Cos'hanno in comune le auto del futuro alla missione dell'Apollo 11 che permise il primo sbarco dell'uomo sulla luna?
Moltissimo, in realtà.

C'è infatti una lunga storia di 'vicinanza' tra il mondo automotive degli Stati Uniti e quello della NASA, l'ente incaricato dell'esplorazione spaziale; dal 1958 (anno di istituzione della NASA), in poi, l'opinione pubblica americana mostrò grande interesse per la tecnologia futurista, dando di fatto vita anche ad un cambiamento nel design delle autovetture. 

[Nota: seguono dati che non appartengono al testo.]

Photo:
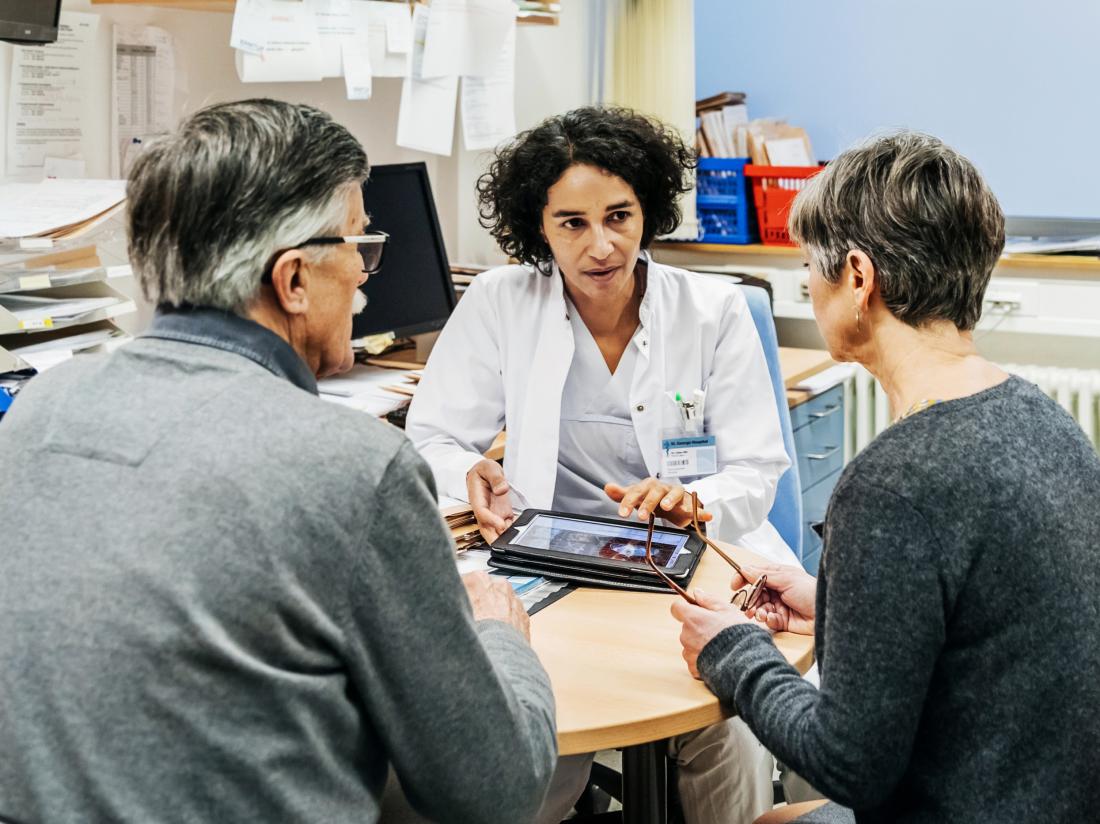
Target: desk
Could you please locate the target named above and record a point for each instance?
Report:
(616, 688)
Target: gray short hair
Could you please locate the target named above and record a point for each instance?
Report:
(923, 215)
(212, 204)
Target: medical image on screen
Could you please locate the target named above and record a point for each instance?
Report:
(600, 540)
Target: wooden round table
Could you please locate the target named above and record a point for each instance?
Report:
(619, 680)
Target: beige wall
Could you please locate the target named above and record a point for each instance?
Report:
(552, 75)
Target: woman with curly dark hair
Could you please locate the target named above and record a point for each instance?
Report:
(586, 351)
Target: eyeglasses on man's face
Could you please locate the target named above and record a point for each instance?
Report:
(371, 248)
(744, 599)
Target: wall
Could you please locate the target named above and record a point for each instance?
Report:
(1010, 84)
(552, 75)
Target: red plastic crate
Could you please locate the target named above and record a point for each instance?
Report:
(773, 189)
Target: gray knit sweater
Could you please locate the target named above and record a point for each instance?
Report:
(958, 625)
(224, 600)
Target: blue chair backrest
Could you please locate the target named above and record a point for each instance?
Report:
(785, 513)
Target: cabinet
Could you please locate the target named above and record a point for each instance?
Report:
(818, 442)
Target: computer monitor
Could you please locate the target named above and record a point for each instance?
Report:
(30, 21)
(413, 293)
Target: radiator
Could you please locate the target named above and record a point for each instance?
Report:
(1076, 391)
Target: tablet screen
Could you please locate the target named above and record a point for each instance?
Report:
(600, 540)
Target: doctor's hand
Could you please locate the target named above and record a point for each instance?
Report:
(487, 492)
(702, 623)
(787, 603)
(650, 495)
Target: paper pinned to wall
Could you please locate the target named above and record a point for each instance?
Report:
(488, 102)
(334, 24)
(46, 96)
(374, 20)
(249, 32)
(356, 65)
(464, 36)
(398, 32)
(426, 120)
(293, 50)
(142, 91)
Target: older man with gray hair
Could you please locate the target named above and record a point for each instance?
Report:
(220, 597)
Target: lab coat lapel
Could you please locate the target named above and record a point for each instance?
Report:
(537, 462)
(647, 391)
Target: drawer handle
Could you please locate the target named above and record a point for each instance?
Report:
(828, 410)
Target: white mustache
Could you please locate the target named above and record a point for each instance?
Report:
(358, 303)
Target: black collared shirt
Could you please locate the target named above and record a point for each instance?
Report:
(233, 333)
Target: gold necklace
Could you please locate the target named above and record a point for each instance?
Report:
(919, 406)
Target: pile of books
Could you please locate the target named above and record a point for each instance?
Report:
(724, 130)
(56, 296)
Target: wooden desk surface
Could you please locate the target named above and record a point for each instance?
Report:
(615, 662)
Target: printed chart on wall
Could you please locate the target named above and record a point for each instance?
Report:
(47, 90)
(142, 84)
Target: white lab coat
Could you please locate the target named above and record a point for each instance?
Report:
(503, 358)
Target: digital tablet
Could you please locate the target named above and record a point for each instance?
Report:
(619, 546)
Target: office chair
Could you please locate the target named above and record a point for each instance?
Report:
(785, 513)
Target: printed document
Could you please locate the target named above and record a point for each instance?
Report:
(426, 119)
(488, 102)
(465, 36)
(334, 25)
(46, 96)
(293, 47)
(143, 85)
(356, 64)
(377, 24)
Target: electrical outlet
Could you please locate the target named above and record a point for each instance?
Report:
(1018, 298)
(1003, 300)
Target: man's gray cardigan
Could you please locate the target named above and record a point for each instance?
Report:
(224, 600)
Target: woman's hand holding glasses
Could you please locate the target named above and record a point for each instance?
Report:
(787, 601)
(784, 603)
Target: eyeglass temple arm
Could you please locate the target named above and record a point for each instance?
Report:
(707, 541)
(649, 559)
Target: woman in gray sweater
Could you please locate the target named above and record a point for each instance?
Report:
(957, 608)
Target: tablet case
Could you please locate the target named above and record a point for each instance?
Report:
(578, 571)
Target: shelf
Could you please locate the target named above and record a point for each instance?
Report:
(1062, 263)
(526, 18)
(730, 249)
(189, 4)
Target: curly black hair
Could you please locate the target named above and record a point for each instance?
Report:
(650, 156)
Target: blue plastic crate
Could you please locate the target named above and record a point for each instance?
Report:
(724, 201)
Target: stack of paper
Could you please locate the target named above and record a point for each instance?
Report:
(370, 388)
(463, 525)
(30, 309)
(57, 209)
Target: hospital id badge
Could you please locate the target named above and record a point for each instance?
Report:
(691, 456)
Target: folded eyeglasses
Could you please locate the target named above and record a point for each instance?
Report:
(744, 599)
(371, 248)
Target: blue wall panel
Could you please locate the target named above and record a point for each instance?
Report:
(1013, 85)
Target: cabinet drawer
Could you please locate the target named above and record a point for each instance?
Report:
(828, 404)
(815, 500)
(811, 561)
(814, 504)
(820, 448)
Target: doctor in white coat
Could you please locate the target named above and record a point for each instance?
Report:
(580, 352)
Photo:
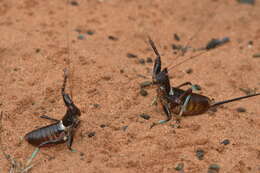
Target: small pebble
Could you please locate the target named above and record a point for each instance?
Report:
(200, 154)
(112, 38)
(241, 109)
(225, 142)
(37, 50)
(189, 71)
(145, 84)
(91, 134)
(95, 105)
(141, 61)
(81, 37)
(130, 55)
(90, 32)
(250, 43)
(149, 60)
(74, 3)
(179, 167)
(145, 116)
(143, 92)
(256, 55)
(176, 37)
(213, 168)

Nel 1969, l'anno dello sbarco sulla Luna, General Motors decide di sposare concettualmente il mondo delle auto con quello dei grandi missili per le imprese spaziali. Astro III abbandona infatti la 'forma' consueta di una vettura sportiva e diventa un veicolo jet su ruote, con quelle anteriori molto vicine, tanto da far sembrare questo modello sperimentale una sorta di triciclo. Presentata come ''auto sportiva del futuro, per circolare sulle autostrade del 2000'' Astro III evidenziava oltre allo stile davvero originale molte particolarità, volute dall'allora capo del brand Chevrolet John Zachary DeLorean, lo stesso che nel 1983 fondò l'omonima Casa di vetture sportive, rese celebri dal film Ritorno al Futuro. Tra queste la propulsione con un motore a turbina da 317 Cv, il sistema di guida con joystick come negli aerei e la visione posteriore con telecamera. 

Da quel 20 luglio 1969, la rivoluzione fu doppia; non solo Neil Armstrong mise piede sulla luna insieme al collega  Buzz Aldrin, ma da quel momento, furono progettati e realizzati dei mezzi per poter viaggiare su altri pianeti.
A partire dalla missione Apollo 15, il 31 luglio 1971, venne infatti utilizzato anche un piccolo mezzo di trasporto, il cosiddetto rover lunare, tecnicamente chiamato Lrv (Lunar Rover Vehicle, appunto). Si trattò della prima “automobile” sulla Luna, a tutti gli effetti. Mezzi simili furono usati anche nelle due missioni successive. 

Insomma, un grande passo per l'uomo, un immenso passo per il futuro automobilistico.